Overview
Acute appendicitis is the commonest surgical emergency, with a lifetime risk of approximately 6%. It can occur at any age but is most frequent in the second and third decades of life. Early diagnosis and timely surgery are the cornerstones of management, as delayed treatment significantly increases the risk of perforation and its attendant complications.
Anatomy
The appendix is a blind-ending diverticulum arising from the posteromedial wall of the caecum, approximately 2 cm below the ileocaecal valve. Its external surface landmark is McBurney's point — the junction of the lateral third and medial two-thirds of a line drawn from the umbilicus to the right anterior superior iliac spine. This is classically the point of maximal tenderness in appendicitis.

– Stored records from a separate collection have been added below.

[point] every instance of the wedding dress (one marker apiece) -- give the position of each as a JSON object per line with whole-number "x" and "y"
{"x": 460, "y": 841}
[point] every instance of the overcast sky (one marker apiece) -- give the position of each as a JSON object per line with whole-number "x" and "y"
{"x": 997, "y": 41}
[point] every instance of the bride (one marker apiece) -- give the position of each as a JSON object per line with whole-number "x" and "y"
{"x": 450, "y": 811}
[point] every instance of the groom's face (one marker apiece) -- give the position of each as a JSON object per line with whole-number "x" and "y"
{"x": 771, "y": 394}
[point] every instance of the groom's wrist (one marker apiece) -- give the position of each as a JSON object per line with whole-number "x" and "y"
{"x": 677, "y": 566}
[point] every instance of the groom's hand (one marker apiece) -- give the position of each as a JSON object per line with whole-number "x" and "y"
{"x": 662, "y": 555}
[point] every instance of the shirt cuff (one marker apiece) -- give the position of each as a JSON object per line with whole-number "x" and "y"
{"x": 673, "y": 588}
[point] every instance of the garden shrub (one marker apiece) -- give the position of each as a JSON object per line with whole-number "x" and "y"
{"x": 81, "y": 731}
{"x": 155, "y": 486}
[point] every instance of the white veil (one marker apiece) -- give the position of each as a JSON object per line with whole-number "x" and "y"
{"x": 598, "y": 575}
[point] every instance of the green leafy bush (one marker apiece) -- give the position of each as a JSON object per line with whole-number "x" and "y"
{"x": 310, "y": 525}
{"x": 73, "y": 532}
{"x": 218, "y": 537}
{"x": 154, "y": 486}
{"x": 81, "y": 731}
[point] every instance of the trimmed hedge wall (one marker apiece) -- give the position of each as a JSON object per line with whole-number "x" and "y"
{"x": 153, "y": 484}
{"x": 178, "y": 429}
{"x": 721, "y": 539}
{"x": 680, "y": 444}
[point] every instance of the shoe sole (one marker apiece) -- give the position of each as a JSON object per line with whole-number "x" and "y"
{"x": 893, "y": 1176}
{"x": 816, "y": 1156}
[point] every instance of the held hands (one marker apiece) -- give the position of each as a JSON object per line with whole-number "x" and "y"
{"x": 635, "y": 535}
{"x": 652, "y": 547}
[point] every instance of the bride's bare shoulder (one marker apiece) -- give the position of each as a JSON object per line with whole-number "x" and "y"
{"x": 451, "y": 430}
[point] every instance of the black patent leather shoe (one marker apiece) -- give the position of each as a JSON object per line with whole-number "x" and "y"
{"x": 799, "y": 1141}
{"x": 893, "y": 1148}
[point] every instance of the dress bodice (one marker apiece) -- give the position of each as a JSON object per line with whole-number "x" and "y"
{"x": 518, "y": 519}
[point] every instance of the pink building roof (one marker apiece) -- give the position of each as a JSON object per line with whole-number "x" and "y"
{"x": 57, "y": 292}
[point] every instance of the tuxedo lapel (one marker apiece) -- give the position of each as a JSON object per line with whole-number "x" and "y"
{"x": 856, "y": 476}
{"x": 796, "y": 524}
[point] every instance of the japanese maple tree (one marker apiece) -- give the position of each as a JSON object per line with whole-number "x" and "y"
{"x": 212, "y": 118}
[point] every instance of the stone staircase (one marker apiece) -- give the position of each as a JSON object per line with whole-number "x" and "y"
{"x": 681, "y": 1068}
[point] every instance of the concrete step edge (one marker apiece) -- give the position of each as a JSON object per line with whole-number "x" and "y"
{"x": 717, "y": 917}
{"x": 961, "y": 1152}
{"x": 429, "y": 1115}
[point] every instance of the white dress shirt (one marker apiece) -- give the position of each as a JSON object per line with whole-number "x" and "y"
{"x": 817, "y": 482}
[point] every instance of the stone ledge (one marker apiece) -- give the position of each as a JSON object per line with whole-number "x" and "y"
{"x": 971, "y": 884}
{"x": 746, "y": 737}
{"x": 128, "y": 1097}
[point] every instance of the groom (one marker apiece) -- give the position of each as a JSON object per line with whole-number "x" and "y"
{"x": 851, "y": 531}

The position of the appendix is variable. Approximately 65% of appendices lie in a retrocaecal (behind the caecum) position, which can make the clinical picture atypical, as the appendix is partially shielded from the anterior abdominal wall. Other positions include pelvic (pointing towards the pelvis), para-colic, and pre- or post-ileal. The position heavily influences the pattern of pain and signs on examination.
Pathology
Appendicitis occurs when the appendix lumen becomes obstructed. Common causes of obstruction include:
- Faecolith (hardened stool — the commonest cause in adults)
- Foreign body
- Hyperplasia of lymphoid follicles in the appendix wall (common in children following viral illness)
- Fibrous stricture from a previous episode of inflammation
- Filarial worms (a rare cause in endemic regions)
- Carcinoid tumour at or near the base of the appendix
- Extrinsic compression from a proximal caecal obstructing tumour
Appendicitis occurs less frequently at the extremes of age for two reasons:
- In young children, the appendix opening is wide-mouthed and drains freely, making obstruction less likely.
- In elderly patients, the appendix tends to be obliterated and fibrosed, again making obstruction less likely — though when it does occur in the elderly, perforation is more common due to delayed presentation.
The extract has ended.